Renal Colic Scans with Dr Adrian Goudie
Patients presenting to the GP or ED with flank pain, colicky pain or pain with haematuria are pretty common. We know that a lot of these folk will turn out to have the dreaded kidney stones. We all have our own ways of deciding how to treat these patients. You may be aware that in September a big paper was released in the NEJM titled Ultrasound vs. CT for Suspected Nephrolitiasis. For many ED docs this paper just might be a game-changer. This was the first really big trial which looked at the bedside US vs. formal US vs. CT for the initial workup of this group of patients.

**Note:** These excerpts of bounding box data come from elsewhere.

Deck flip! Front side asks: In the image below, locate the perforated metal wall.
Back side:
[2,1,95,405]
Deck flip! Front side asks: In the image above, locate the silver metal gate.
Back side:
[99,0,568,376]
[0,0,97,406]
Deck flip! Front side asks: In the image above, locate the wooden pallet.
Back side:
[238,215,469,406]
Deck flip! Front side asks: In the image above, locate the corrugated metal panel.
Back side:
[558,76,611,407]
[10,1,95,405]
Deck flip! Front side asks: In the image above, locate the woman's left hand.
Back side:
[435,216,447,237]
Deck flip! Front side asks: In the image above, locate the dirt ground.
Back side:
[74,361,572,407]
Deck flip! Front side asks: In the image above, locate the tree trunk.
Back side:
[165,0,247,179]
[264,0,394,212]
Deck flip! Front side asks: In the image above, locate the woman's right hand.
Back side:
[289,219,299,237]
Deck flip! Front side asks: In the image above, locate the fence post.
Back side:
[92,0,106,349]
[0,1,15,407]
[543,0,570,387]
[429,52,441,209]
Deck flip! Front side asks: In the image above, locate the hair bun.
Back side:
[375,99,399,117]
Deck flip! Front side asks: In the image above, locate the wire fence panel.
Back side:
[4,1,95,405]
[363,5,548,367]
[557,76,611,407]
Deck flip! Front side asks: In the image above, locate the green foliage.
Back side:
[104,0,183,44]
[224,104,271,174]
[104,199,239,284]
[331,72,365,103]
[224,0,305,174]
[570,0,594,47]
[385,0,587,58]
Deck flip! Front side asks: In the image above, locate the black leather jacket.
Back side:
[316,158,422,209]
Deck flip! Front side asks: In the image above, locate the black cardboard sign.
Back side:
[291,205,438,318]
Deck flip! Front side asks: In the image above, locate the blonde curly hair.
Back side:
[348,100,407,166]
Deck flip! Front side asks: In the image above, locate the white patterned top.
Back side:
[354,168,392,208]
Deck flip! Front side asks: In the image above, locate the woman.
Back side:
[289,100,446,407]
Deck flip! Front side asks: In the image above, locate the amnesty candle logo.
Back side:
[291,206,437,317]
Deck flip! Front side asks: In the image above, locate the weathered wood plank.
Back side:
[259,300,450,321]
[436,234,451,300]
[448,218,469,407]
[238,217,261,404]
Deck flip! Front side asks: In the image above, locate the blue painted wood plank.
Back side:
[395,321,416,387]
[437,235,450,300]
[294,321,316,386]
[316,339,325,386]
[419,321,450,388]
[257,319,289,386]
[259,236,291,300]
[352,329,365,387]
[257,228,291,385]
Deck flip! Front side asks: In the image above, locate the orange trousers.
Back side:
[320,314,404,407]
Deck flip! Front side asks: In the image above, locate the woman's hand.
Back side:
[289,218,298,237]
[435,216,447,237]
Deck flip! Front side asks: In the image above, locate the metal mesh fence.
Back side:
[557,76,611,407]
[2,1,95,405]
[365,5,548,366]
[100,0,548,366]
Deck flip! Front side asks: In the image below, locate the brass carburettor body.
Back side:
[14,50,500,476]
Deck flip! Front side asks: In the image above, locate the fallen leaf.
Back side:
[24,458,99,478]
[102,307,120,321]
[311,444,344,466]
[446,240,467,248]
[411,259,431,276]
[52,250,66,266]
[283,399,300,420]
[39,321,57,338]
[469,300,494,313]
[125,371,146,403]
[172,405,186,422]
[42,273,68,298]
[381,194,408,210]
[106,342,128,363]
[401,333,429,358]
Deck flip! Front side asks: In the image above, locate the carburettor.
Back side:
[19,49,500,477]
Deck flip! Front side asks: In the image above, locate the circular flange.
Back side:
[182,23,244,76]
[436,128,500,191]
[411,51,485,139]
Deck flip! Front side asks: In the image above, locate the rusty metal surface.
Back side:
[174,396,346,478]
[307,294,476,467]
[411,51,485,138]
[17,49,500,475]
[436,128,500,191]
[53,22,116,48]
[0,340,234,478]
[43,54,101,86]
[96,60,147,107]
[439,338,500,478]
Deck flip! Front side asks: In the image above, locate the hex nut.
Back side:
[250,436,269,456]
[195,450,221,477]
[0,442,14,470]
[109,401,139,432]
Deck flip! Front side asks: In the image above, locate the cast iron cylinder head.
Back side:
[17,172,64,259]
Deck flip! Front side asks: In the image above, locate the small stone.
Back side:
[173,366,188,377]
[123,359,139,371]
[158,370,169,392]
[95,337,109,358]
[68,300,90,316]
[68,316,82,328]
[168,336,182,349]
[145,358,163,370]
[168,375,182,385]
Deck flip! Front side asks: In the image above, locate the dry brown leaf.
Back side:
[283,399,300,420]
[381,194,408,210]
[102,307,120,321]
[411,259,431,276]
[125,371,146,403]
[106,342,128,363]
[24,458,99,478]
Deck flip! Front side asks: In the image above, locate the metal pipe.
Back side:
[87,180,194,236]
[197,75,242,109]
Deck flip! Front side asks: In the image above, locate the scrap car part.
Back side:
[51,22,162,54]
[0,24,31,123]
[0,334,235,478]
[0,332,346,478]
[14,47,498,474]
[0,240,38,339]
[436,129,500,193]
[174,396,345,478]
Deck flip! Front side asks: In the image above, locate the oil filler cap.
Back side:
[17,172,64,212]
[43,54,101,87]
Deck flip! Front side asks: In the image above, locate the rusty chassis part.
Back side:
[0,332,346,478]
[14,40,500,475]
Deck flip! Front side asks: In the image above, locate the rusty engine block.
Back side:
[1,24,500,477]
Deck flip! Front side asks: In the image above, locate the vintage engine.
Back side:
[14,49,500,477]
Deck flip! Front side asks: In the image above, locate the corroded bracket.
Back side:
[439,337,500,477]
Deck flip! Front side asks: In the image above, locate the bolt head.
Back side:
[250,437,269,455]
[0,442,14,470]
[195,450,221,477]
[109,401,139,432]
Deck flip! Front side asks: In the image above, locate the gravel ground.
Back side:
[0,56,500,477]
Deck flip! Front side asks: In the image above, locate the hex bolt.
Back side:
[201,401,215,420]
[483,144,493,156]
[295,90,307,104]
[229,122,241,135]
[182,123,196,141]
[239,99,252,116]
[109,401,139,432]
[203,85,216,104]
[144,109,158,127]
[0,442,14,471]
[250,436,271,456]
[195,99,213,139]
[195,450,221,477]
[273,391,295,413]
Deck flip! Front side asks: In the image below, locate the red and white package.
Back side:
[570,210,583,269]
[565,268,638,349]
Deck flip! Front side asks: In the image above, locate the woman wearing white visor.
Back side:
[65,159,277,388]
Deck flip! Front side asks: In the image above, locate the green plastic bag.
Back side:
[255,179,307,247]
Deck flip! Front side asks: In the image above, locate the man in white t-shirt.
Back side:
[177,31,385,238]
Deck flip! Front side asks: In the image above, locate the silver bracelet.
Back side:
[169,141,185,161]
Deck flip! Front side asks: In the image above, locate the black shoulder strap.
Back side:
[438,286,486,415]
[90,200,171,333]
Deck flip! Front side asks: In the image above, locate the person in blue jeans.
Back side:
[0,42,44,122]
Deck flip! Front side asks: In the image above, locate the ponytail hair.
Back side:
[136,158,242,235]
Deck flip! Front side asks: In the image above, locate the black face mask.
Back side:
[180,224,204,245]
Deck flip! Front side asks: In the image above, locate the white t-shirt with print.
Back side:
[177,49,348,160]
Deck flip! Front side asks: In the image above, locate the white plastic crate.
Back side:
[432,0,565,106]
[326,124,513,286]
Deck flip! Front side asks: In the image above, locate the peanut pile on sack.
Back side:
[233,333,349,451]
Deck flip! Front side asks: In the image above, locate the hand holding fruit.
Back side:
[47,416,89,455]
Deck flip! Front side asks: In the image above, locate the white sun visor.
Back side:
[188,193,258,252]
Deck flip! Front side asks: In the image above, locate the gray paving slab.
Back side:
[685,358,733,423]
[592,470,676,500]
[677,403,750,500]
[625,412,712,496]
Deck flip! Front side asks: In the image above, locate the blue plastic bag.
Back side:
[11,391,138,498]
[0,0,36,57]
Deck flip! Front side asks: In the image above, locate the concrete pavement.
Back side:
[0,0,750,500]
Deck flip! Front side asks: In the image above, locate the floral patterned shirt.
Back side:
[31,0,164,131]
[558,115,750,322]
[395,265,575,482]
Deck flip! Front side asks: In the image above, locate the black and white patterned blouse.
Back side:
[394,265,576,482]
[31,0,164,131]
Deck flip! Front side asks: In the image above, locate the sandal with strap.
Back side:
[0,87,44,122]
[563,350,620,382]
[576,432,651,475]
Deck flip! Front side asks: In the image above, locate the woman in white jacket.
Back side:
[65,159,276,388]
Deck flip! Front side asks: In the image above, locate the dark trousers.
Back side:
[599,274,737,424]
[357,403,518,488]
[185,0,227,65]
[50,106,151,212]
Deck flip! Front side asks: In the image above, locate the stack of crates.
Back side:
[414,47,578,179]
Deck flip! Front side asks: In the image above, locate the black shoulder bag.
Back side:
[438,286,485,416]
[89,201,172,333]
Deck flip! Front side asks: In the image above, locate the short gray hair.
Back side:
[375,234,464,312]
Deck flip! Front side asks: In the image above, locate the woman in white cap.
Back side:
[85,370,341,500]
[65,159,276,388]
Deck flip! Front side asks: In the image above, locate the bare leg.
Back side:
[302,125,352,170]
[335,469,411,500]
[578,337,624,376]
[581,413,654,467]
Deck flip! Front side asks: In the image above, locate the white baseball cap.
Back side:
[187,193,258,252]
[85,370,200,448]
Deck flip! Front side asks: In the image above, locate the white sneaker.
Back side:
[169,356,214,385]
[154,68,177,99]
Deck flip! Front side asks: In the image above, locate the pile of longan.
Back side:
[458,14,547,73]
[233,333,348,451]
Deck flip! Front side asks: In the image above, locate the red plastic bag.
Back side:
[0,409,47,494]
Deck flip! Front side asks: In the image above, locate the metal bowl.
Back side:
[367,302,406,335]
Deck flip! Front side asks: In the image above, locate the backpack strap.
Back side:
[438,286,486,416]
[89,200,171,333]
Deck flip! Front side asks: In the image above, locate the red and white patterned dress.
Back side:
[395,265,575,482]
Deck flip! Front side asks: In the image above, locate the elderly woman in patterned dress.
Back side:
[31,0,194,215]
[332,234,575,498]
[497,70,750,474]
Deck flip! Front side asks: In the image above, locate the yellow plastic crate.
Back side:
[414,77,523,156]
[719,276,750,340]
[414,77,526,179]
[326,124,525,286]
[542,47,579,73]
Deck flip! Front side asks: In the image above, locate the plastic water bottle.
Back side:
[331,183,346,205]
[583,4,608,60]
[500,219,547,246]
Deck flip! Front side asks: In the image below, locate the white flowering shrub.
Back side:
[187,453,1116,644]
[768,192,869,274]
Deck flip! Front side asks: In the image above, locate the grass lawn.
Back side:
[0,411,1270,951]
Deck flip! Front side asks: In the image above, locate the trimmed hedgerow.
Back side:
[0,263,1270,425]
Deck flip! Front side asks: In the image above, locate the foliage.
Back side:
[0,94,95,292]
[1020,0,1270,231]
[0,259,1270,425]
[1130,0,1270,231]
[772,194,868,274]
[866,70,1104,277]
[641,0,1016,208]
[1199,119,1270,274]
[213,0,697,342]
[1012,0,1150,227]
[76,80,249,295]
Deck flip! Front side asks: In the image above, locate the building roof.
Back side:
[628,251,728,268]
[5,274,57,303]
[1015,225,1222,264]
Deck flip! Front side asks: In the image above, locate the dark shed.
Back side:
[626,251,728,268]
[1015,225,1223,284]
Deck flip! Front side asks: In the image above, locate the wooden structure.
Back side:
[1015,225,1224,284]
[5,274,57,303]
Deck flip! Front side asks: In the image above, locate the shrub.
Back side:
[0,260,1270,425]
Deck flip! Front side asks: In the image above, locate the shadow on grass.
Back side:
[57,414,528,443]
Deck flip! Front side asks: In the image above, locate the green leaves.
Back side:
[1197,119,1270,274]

And it seems to suggest that bedside US is a valid first test for most patients.
As a GP I think this is potentially a big change – if we can scan at the bedside in our clinic with the modern machines – we just might be able to do a pretty fair job of managing simple, uncomplicated renal stone disease without ever needing a hospital – that would be nice!
Anyway – I have been wanting to pick the brain of a much smarter ultrasonically-enhanced doctor about how this changes our practice in 2014 – so I managed to enlist the help of Dr Adrian Goudie [ED Physician, Ultrasound Village teacher, SMACC Sonowars combatant, Ultrasound Leadership Academy Professor and immediate past President of the Australasian Society of US in Medicine… and great bloke! ]
We had a natter about the paper, his practice and the pragmatic approach to patients with potential stones in the ED (or GP clinic).
Here is the podcast:
DIRECT DOWNLOAD HERE
Adrian has a really nice set of “rules” to guide us when working up suspected renal colic patients. It goes something like this:
- Treat the following groups with caution – you may want to be more aggressive with your imaging if the patient has:
- Known renal failure, or new renal failure
- Known congenital anomaly or single (transplanted etc.) kidney
- Signs of infection / sepsis / obstructed pus is bad.
- Extremes of age – you are just more likely to find other pathology that you don’t want to miss
- As a routine have a look at the aorta – this is low-hanging fruit and an important one to not “miss”.
- You should also consider the gallbladder, uterus, ovaries, testes and even the appendix if the clinical picture fits.
- Think outside the KIDNEY BOX – particularly if your renal scan is normal.
You can also check out an older Broome Docs Case [To Frolic with Colic: Case 035] where we looked at the value of “haematuria” in the investigation for renal colic. It is interesting to go back a few years and see the smart docs who anticipated this research with their comments- Dr Goudie was one of them!
Also check out the Renal Ultrasound talk from Matt Dawson at Castlefest a while back. So you can see what stones etc look like.
There is a great “Cheat sheet” for reference when scanning from my friends at the Sonocavge HERE – Thanks Dr Goudie and Dr Rippey.
Let me know if this will change your practice…. or not.
Casey
Hi Casey, love your show
I work in a rural nth qld hospital setting
I agree that we need to be circumspect about CTing suspected renal colic patients.
However, in my mind the size and position of the stone are very useful pieces of information which USS cannot often answer.
If a patient presents for the first time with typical renal colic pain, haematuria and is found to have a 10mm stone, hydroureter, hydronephrosis on CT then that will effect my disposition plans leaning towards early involvement of a urologist, whereas a 2mm VUJ stone can safely be sent home with analgaesia and a strainer.
It is true that developing self sufficiency in renal/ ureteric scanning can help in making the diagnosis out of hours, and help exclude other uglier diagnoses but sending patients with large calculi home generally leads to unseemly representations at odd hours.
I often would use USS to diagnose renal calculi/ hydronephrosis/ hydroureter but then in patients presenting for the first time or the first time in years would follow that with CT to characterize the calculus. The old method of plain film KUB to document movement of the calculus over the next days to weeks is sometimes is helpful when the stone is radioopaque.
The NEJM article appears to refute my clinical beliefs about renal calculi but i have only been able to read the abstract. Size does matter with calculi doesnt it?